Él lo deja todo: esposa, hijos, trabajo, ciudad. Puede hacerlo. Por amor, la única razón correcta, puede hacerlo. Se muda con el firme propósito de ser un apéndice de cariño. Pone sobre la mesa su devoción, lo que queda de su esperanza. Ella ofrece su juventud intacta. Dentro de ciertos parámetros, está todo montado para un hermoso futuro.
Sin embargo, la historia –o los hechos– los persiguen.

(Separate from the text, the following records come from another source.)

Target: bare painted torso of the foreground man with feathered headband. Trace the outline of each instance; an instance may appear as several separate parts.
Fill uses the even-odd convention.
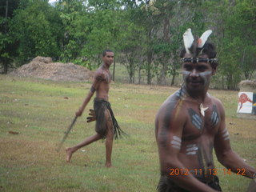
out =
[[[221,122],[219,104],[207,94],[200,109],[200,102],[189,97],[181,97],[179,91],[167,98],[166,104],[163,104],[158,113],[159,115],[170,115],[170,120],[173,118],[171,121],[175,121],[174,111],[178,111],[178,108],[178,114],[182,114],[182,145],[178,158],[186,166],[186,169],[179,171],[182,171],[183,174],[194,174],[197,178],[217,175],[212,152],[214,136],[218,132]],[[172,103],[171,106],[174,106],[174,110],[170,110],[170,114],[162,112],[168,111],[166,108],[170,106],[167,103]],[[161,126],[161,122],[159,126]]]

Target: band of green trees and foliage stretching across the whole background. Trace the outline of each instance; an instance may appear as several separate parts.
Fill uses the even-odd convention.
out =
[[[6,2],[0,2],[4,66],[40,55],[93,69],[107,48],[126,66],[130,82],[135,72],[140,79],[146,70],[148,84],[154,77],[166,84],[170,76],[174,85],[182,34],[191,28],[196,37],[214,31],[209,39],[219,58],[214,82],[223,81],[216,88],[237,89],[238,82],[255,74],[254,0],[59,0],[56,6],[47,0],[9,0],[7,17]]]

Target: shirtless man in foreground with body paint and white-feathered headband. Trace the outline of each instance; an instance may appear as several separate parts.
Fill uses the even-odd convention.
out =
[[[188,47],[184,42],[186,49],[180,55],[184,84],[166,99],[155,119],[161,192],[222,191],[213,149],[226,171],[242,171],[248,178],[255,177],[254,167],[230,147],[222,103],[207,93],[218,63],[213,44],[204,42],[200,47],[200,42],[202,39]]]

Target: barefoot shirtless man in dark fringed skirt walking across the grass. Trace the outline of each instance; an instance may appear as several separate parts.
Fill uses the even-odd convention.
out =
[[[90,88],[89,93],[82,102],[82,106],[75,113],[76,116],[81,116],[85,110],[90,98],[96,92],[94,98],[94,111],[91,111],[92,117],[89,121],[92,122],[96,118],[96,134],[86,138],[83,142],[76,146],[66,148],[66,162],[70,162],[72,154],[83,146],[87,146],[92,142],[96,142],[101,138],[106,138],[106,167],[111,167],[111,154],[113,139],[118,138],[123,132],[118,126],[118,122],[114,118],[113,111],[111,110],[110,102],[108,102],[111,74],[110,65],[114,62],[114,53],[112,50],[104,50],[102,53],[103,64],[96,70],[94,74],[94,82]],[[94,118],[95,116],[95,118]]]

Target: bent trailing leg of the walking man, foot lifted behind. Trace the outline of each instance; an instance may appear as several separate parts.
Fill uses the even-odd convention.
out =
[[[86,138],[86,140],[84,140],[83,142],[79,143],[76,146],[67,147],[66,148],[66,162],[70,162],[72,154],[74,154],[75,151],[77,151],[78,149],[80,149],[83,146],[89,145],[92,142],[98,141],[98,139],[100,139],[100,138],[102,138],[102,136],[100,134],[94,134],[94,135],[90,136],[89,138]]]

Él es encantador menos de la mitad del tiempo. También es mañoso, es decir, humano. Consumido por la culpa y el desarraigo, tiene episodios periódicos de depresión. Al teléfono, su familia y amigos le hablan con cierta condescendencia.

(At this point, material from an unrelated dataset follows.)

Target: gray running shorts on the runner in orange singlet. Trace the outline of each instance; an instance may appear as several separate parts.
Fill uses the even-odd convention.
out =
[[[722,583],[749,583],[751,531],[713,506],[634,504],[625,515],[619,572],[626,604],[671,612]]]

Ella sospecha. Dados los precedentes, sabe que en cualquier momento él puede dejarla por otra. Considerando los irrefutables hechos, es imposible confiar en él.
Él piensa en todo lo dicho, en una retahíla infinita de promesas, una cadena de traiciones que empezó veinte años atrás. Él piensa que Dios cuenta las lágrimas de las mujeres. Ella se aísla. Dejan de hacer el amor. Es imposible confiar en él.

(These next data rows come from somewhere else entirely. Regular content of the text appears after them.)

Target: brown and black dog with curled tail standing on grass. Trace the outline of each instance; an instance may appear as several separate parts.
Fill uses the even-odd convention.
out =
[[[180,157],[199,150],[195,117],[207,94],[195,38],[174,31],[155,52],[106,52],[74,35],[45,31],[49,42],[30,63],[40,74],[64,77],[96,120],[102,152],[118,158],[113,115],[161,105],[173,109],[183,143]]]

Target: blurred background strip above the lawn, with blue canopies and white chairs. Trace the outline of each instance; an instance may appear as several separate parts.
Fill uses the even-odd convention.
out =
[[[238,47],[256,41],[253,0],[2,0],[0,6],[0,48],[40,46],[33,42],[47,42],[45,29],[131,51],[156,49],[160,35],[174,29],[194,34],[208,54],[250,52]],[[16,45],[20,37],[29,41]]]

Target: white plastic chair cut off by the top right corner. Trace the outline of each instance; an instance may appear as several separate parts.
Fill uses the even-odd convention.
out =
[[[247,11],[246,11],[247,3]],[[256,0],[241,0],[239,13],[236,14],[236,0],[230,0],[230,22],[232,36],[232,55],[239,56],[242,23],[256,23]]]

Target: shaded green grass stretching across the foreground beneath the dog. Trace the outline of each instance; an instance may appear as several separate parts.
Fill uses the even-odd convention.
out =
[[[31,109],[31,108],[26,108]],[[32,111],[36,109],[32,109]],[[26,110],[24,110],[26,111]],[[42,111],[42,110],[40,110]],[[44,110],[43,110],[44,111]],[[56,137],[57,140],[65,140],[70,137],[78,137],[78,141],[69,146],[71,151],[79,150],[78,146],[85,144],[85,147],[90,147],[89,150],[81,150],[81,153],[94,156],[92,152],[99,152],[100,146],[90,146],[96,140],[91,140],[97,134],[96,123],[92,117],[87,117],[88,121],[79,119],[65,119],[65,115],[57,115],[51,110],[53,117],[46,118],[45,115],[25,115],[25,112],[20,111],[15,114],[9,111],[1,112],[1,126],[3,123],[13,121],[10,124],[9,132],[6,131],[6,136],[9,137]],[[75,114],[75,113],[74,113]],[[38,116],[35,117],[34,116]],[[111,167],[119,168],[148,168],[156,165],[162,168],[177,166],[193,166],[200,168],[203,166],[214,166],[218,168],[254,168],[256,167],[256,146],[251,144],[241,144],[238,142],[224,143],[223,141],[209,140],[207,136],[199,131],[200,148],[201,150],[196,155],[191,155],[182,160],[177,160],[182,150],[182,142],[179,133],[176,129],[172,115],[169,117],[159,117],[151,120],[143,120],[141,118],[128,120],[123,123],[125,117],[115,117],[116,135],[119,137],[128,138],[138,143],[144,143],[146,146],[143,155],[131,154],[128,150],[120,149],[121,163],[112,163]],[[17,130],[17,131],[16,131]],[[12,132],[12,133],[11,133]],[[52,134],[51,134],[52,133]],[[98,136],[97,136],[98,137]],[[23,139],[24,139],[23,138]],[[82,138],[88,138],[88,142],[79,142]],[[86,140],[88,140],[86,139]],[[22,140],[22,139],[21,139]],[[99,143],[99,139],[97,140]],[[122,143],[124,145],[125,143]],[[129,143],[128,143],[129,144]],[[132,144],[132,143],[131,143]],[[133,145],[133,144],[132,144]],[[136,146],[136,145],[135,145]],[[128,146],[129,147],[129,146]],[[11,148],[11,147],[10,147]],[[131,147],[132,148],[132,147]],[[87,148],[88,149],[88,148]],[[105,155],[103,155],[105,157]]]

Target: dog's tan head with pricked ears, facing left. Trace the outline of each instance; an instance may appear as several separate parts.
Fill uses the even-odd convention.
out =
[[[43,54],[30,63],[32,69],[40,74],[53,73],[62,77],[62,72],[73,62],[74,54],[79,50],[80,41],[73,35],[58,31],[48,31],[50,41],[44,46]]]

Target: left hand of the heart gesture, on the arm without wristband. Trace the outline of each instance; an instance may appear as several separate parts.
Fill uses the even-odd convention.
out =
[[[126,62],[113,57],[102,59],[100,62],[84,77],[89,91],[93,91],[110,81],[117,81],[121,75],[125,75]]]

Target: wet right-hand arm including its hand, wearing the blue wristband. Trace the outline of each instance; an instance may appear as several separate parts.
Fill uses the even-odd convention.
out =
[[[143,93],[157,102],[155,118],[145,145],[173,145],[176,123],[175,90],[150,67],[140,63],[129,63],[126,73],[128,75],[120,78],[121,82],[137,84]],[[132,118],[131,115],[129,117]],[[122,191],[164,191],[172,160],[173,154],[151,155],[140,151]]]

Él piensa que al final todos los amores son uno, el mismo. Pero no hay vuelta atrás, ha quemado los puentes. Lo único que queda es seguir. Ella se resigna, o despierta –con las mujeres nunca sabemos– y en ambos casos se convierten en dos soledades, dos tristezas que para ojos de los demás se acompañan, pero en el fondo, se odian un poquito.